Michael Naessens arrested

Left: Former Philadelphia bar owner Michael Naessens in his Philadelphia Police Department mugshot: Right: Eulogy Belgian Tavern, the popular bar that Naessens owned in Old City for more than 15 years. (Photo via Google Maps)

At one time, Michael Naessens was known as one of Philadelphia’s go-to guys for better beers, having presided over Old City’s Eulogy Belgian Tavern for more than 15 years. But these days, Naessens finds himself a defendant in a criminal case involving threats against two Philly judges, among others.

In January, Naessens, 54, was picked up by police in Las Vegas, where he has lived off and on over the years, on an arrest warrant originating here. And now he’s been extradited to the city, where he was arraigned in court on Thursday morning.

According to the Philadelphia District Attorney’s office, Naeesens has been charged with fourteen counts in total, including threatening judicial officials, criminal use of a communication facility, and making terroristic threats. He’s currently in police custody in lieu of $350,000 bail.

DA spokesperson Ben Waxman says that Naessens sent threatening letters to two Common Pleas Court judges as well as ten other individuals.

But there’s a twist.

“The defendant wrote the letters in such a way that he framed another person for sending them,” alleges Waxman. “And there was an innocent person taken into custody and incarcerated and then released once it was determined that it wasn’t that person who sent the letters.”
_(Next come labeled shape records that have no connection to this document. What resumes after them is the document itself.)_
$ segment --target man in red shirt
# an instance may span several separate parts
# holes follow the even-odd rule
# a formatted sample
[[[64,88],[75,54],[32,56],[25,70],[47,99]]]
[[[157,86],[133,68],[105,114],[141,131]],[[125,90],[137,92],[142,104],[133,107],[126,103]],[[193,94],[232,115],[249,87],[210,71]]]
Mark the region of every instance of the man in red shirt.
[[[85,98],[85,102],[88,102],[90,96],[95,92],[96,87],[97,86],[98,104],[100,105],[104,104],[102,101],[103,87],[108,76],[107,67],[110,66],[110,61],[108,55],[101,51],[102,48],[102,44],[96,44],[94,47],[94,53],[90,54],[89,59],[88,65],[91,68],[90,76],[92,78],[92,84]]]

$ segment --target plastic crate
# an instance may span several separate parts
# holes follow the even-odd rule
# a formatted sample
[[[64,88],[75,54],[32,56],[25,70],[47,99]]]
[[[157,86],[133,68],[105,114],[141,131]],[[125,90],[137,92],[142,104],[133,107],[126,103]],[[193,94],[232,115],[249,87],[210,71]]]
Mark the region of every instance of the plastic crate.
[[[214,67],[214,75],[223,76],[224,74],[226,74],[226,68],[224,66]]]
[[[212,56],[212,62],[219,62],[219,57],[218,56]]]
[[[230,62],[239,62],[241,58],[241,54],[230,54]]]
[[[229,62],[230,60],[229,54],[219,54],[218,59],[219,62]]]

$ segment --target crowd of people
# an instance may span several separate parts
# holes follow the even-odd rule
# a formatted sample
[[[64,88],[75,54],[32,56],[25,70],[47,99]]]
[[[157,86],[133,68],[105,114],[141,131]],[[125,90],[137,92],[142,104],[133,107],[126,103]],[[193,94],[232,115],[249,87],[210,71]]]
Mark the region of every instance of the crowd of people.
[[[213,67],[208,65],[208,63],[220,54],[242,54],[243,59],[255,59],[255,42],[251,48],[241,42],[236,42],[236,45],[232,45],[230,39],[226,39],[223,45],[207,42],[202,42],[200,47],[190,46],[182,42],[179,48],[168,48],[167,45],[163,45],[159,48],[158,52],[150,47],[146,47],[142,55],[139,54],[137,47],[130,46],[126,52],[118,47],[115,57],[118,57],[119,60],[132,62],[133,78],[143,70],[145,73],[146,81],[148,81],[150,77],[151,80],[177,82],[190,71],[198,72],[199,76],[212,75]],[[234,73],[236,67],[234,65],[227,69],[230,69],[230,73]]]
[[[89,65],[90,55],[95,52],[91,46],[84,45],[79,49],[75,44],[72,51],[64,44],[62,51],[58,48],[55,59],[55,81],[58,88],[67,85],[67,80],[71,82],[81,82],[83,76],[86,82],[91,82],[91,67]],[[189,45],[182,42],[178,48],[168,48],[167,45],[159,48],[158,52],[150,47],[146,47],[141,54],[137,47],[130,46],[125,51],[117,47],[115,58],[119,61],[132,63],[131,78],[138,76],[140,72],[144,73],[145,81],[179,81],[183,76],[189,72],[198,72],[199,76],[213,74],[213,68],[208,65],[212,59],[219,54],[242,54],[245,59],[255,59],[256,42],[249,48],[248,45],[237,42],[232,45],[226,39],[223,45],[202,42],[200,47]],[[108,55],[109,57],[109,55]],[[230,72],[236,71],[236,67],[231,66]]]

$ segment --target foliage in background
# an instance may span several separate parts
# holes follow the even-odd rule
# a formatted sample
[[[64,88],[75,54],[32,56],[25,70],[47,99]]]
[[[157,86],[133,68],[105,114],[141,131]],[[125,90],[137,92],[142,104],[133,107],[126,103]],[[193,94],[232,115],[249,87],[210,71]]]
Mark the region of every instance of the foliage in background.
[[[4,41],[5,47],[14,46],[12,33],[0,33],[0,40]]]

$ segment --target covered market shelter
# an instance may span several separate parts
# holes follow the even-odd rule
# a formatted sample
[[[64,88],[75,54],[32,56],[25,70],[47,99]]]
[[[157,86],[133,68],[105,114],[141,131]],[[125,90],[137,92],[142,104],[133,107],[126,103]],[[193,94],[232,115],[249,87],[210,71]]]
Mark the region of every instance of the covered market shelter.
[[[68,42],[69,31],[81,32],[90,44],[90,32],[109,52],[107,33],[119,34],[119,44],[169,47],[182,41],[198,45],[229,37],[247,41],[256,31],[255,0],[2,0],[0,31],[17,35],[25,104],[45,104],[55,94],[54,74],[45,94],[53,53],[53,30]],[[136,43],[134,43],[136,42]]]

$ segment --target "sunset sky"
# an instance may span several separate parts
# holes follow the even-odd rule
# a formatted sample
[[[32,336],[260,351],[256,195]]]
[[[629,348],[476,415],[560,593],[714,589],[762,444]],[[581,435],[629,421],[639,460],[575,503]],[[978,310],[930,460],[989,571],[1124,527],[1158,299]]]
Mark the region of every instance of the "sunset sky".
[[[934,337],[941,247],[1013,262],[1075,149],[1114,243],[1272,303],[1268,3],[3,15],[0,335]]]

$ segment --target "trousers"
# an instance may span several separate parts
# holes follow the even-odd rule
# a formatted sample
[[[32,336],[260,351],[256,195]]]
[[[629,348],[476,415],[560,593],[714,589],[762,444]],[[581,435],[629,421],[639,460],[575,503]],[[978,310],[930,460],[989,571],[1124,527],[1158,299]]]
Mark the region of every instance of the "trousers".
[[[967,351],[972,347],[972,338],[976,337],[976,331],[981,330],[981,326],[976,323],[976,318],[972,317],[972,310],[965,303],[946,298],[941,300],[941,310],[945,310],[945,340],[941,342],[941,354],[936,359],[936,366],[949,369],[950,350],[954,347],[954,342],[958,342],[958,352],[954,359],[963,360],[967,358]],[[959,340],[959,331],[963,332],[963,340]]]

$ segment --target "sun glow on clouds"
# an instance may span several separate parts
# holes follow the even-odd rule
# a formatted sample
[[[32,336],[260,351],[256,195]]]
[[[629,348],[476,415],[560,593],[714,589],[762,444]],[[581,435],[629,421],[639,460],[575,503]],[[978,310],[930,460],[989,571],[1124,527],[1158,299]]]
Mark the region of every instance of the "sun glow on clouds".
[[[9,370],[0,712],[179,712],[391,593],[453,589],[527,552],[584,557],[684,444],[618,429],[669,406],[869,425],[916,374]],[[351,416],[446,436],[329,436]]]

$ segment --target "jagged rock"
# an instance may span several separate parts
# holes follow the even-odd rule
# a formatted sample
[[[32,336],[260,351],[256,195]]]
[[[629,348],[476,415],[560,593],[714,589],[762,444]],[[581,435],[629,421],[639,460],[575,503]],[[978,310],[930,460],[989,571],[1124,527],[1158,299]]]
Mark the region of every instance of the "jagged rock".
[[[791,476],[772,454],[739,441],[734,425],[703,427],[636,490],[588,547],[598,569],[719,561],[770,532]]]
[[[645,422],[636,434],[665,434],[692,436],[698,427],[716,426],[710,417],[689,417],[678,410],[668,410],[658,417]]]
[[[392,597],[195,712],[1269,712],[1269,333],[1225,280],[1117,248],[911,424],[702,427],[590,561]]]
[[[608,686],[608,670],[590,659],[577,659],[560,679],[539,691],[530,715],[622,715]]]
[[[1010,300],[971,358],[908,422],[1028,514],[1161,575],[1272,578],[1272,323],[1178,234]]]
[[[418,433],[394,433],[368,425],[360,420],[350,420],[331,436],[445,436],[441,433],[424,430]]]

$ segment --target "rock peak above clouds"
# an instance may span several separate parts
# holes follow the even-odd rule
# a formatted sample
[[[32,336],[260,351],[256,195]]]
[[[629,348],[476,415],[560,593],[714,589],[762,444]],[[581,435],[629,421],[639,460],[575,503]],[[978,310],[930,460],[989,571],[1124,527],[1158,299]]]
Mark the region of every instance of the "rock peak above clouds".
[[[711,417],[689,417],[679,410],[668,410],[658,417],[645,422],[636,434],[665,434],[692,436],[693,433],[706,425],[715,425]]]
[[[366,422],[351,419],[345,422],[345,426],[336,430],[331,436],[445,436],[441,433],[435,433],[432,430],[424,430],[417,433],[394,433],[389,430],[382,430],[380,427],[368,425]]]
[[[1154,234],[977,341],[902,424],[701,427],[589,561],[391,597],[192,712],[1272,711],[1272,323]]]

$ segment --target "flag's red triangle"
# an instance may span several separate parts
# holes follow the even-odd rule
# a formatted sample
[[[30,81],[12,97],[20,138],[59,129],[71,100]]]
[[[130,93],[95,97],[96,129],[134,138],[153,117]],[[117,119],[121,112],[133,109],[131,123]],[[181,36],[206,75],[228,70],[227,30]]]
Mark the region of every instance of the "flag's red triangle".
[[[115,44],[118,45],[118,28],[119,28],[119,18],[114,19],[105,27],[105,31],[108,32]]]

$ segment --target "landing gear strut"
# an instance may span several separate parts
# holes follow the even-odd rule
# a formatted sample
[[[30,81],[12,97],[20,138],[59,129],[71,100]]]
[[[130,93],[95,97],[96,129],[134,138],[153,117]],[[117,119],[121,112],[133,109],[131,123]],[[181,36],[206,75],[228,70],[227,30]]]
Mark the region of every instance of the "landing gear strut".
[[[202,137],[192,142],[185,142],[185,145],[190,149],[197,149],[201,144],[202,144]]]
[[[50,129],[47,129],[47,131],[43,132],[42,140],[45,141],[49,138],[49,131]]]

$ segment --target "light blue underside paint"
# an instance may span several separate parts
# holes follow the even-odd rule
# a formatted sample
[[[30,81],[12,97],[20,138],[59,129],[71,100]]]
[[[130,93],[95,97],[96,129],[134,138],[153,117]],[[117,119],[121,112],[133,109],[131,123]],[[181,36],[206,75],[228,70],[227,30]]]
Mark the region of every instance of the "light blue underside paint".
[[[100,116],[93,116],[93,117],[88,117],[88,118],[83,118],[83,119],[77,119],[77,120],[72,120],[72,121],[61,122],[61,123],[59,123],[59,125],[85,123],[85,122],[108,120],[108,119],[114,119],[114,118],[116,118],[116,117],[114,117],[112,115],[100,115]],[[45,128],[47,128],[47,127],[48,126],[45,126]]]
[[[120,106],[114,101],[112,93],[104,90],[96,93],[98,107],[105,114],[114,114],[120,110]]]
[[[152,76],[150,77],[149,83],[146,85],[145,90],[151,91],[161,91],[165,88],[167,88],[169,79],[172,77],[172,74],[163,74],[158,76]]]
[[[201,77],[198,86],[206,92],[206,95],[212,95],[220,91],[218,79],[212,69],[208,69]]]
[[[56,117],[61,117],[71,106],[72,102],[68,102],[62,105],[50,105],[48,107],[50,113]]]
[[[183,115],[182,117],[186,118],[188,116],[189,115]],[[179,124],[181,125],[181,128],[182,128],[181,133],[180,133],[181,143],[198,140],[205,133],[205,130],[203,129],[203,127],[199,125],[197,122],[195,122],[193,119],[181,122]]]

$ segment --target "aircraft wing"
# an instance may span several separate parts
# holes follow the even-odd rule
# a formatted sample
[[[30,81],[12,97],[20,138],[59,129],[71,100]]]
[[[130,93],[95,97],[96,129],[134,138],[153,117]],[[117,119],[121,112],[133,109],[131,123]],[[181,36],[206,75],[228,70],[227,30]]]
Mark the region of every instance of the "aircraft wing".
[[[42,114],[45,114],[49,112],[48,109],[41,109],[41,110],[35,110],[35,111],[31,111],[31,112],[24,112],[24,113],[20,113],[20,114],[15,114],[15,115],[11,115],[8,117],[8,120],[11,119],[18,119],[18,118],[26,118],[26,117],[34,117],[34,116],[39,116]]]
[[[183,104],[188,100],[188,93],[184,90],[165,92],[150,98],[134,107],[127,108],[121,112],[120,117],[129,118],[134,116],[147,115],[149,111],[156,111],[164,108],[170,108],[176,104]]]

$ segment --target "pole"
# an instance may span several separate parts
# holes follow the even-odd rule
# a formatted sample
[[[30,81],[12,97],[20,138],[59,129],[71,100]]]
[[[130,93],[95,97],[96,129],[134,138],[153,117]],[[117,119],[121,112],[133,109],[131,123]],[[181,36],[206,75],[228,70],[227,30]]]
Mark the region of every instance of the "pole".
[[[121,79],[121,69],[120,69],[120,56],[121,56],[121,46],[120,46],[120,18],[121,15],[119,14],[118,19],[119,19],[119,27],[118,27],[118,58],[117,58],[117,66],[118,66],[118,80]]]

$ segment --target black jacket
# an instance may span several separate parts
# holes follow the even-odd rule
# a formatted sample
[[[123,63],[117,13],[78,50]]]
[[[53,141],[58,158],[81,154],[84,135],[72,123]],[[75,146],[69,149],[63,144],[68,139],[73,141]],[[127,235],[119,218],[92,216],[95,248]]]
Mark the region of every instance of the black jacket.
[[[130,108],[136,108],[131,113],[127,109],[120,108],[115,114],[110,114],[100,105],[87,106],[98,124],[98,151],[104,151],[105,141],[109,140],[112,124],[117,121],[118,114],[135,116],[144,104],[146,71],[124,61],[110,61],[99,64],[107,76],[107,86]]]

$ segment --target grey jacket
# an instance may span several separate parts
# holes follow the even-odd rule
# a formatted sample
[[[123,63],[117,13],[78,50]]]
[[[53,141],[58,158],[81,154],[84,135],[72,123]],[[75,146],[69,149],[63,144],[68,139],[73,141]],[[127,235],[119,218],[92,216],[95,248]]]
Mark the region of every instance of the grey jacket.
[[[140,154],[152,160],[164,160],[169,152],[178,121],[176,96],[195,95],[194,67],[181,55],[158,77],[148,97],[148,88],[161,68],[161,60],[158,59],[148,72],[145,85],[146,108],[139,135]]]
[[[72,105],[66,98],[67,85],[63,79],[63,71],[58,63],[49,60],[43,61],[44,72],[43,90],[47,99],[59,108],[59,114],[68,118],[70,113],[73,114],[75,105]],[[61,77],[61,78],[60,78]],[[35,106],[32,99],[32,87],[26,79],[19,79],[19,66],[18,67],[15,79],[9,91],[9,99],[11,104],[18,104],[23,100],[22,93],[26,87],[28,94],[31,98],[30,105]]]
Waxman declined to name the person who had been wrongly incarcerated or the people who were allegedly threatened by Naessens, citing their status as crime victims and witnesses.

Naessens shuttered Eulogy Belgian Tavern in 2017. Originally, he said that he was closing for renovations, but a week later, he announced that it would remain closed.

“I don’t feel safe operating in Philly anymore,” Naessens told Foobooz at the time, going on to cite Philly’s “drug and crime spree” as among the reasons that he was closing up shop.